Urteil vom 23. Oktober 2008 
II. sozialrechtliche Abteilung 
 
Besetzung 
Bundesrichter U. Meyer, Präsident, 
Bundesrichter Lustenberger, Kernen, 
Gerichtsschreiberin Dormann. 
 
Parteien 
H.________, Beschwerdeführer, vertreten durch Rechtsanwalt Kaspar Gehring, Ulrichstrasse 14, 8032 Zürich, 
 
gegen 
 
IV-Stelle des Kantons Zürich, Röntgenstrasse 17, 8005 Zürich, Beschwerdegegnerin. 
 
Gegenstand 
Invalidenversicherung, 
 
Beschwerde gegen den Entscheid des Sozialversicherungsgerichts des Kantons Zürich vom 28. Mai 2008. 
 
Sachverhalt: 
 
A. 
Die IV-Stelle des Kantons Zürich sprach dem 1958 geborenen H.________ ab 2004 eine halbe Rente der Invalidenversicherung nebst Kinderrenten für seine beiden Söhne zu. Vom 10. Oktober bis 26. Dezember 2005 wurde eine berufliche Abklärung durchgeführt. Mit Verfügung vom 5. Dezember 2005 sprach die Verwaltung H.________ dafür ein Taggeld von Fr. 187.20 (Grundentschädigung Fr. 151.20 und Kindergeld Fr. 36.-) zu, was sie mit Einspracheentscheid vom 7. August 2005 bestätigte. Eine weitere berufliche Abklärung fand vom 7. August bis 6. November 2006 statt, wofür die IV-Stelle mit Verfügungen vom 10. August und 2. November 2006 ein Taggeld von Fr. 132.50 (Grundentschädigung Fr. 151.20 und Kindergeld Fr. 36.-, insgesamt gekürzt um Fr. 54.70) zusprach.
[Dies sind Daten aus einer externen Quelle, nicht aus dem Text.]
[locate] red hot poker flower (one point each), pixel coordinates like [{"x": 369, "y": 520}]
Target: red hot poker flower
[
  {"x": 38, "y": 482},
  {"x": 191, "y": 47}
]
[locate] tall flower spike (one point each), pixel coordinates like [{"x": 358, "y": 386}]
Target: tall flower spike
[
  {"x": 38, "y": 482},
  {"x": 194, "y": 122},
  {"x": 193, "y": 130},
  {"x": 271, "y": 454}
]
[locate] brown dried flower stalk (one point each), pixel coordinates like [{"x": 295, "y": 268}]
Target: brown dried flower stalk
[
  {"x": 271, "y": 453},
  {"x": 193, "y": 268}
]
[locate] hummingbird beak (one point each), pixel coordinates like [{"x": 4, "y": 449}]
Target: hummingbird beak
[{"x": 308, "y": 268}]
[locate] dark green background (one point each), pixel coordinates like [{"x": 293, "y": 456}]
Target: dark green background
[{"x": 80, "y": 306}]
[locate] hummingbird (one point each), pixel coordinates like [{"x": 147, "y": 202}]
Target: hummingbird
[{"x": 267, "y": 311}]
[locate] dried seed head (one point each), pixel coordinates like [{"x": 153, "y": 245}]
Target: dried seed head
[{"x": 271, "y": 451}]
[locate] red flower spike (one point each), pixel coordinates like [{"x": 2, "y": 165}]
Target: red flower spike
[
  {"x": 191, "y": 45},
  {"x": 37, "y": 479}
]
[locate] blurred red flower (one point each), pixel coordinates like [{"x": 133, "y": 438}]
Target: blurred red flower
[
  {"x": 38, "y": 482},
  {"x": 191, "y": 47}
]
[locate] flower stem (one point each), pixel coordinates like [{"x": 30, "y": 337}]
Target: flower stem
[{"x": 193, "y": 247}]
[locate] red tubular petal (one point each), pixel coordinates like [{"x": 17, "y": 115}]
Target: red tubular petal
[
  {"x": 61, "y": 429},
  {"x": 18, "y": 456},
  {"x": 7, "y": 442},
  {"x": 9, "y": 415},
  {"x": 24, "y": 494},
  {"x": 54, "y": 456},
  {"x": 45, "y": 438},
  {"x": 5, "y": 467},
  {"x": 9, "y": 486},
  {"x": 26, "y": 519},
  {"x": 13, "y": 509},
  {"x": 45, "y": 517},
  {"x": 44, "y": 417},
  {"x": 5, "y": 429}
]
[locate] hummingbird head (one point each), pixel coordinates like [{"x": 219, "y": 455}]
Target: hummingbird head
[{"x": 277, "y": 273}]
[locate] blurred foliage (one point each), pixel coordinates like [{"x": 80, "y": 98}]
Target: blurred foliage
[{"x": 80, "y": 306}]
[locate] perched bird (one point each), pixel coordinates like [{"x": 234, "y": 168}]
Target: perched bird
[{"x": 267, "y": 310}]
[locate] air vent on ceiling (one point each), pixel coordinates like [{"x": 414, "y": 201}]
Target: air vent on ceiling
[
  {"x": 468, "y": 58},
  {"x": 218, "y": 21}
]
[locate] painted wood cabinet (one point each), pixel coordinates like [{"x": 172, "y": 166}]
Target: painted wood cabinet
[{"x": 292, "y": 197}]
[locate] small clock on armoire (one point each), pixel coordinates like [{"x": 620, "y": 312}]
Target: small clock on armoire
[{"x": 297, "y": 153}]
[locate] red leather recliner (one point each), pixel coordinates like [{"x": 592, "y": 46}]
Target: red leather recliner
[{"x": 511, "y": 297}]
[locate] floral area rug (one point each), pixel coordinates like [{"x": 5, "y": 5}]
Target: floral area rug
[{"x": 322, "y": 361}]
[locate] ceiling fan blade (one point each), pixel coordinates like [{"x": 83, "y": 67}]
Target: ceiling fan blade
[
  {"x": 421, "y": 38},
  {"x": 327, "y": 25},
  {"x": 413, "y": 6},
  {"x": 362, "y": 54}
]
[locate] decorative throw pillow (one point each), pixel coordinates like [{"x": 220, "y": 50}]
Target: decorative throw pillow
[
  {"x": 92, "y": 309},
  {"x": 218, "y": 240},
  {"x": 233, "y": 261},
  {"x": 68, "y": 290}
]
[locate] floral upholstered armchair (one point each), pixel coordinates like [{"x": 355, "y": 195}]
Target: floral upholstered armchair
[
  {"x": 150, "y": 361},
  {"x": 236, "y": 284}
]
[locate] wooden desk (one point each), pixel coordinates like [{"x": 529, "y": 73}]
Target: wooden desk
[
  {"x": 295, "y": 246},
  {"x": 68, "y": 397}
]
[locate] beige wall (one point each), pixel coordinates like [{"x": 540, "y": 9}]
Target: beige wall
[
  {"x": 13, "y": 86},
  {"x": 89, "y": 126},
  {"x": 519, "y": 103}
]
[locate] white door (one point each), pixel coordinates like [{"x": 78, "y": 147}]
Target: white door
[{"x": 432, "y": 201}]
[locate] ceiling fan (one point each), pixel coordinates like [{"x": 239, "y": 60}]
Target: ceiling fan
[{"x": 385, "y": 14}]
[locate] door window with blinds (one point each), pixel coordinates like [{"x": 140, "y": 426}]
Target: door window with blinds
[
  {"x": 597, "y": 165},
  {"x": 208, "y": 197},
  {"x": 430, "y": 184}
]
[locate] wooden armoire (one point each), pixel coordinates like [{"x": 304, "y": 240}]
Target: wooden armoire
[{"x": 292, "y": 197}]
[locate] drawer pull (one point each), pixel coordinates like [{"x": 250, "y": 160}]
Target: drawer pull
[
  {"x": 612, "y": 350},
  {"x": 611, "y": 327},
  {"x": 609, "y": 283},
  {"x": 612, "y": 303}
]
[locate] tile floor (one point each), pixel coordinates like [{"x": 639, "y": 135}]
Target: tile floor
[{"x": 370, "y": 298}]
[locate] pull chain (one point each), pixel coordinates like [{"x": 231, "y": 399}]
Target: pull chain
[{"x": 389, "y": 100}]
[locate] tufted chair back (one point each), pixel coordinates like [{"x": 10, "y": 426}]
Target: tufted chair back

Dabei setzte sie den effektiven Anspruch des H.________ unter Berücksichtigung der getrennt auszuzahlenden Kindergelder auf Fr. 107.- fest. 
 
B. 
Die Beschwerden des H.________ hiess das Sozialversicherungsgericht des Kantons Zürich nach Vereinigung der Verfahren mit Entscheid vom 28. Mai 2008 insofern teilweise gut, als es H.________ ein um Fr. 46.70 gekürztes Taggeld in der Höhe von Fr. 163.30 zuzüglich Kindergeld für die beiden Söhne von je Fr. 14.- zusprach (Dispositiv-Ziffer 1). Es auferlegte die Gerichtskosten von Fr. 1'000.- den Parteien je zur Hälfte (Dispositiv-Ziffer 2) und verpflichtete die IV-Stelle des Kantons Zürich, H.________ eine reduzierte Prozessentschädigung von Fr. 1'700.- (inklusiv Barauslagen und Mehrwertsteuer) zu bezahlen (Dispositiv-Ziffer 3). 
 
C. 
H.________ lässt Beschwerde in öffentlich-rechtlichen Angelegenheiten führen mit den Rechtsbegehren, der Entscheid vom 28. Mai 2008 sei insoweit aufzuheben, dass das auf Fr. 210.- berechnete Taggeld maximal um Fr. 30.40 (anstelle von Fr. 46.70) gekürzt werde und es sei ihm ein Taggeld von mindestens Fr. 179.60 zuzusprechen; die Regelung der Kostenfolgen sei insoweit aufzuheben, als ihm die Kosten zur Hälfte auferlegt und eine um die Hälfte reduzierte Prozessentschädigung zugesprochen worden seien, für das vorinstanzliche Verfahren sei ihm eine höhere Prozessentschädigung zuzusprechen resp. die Kostenbeteiligung zu reduzieren; allenfalls sei das Verfahren zur Neuregelung der Kosten- und Entschädigungsfolgen an die Vorinstanz zurückzuweisen. 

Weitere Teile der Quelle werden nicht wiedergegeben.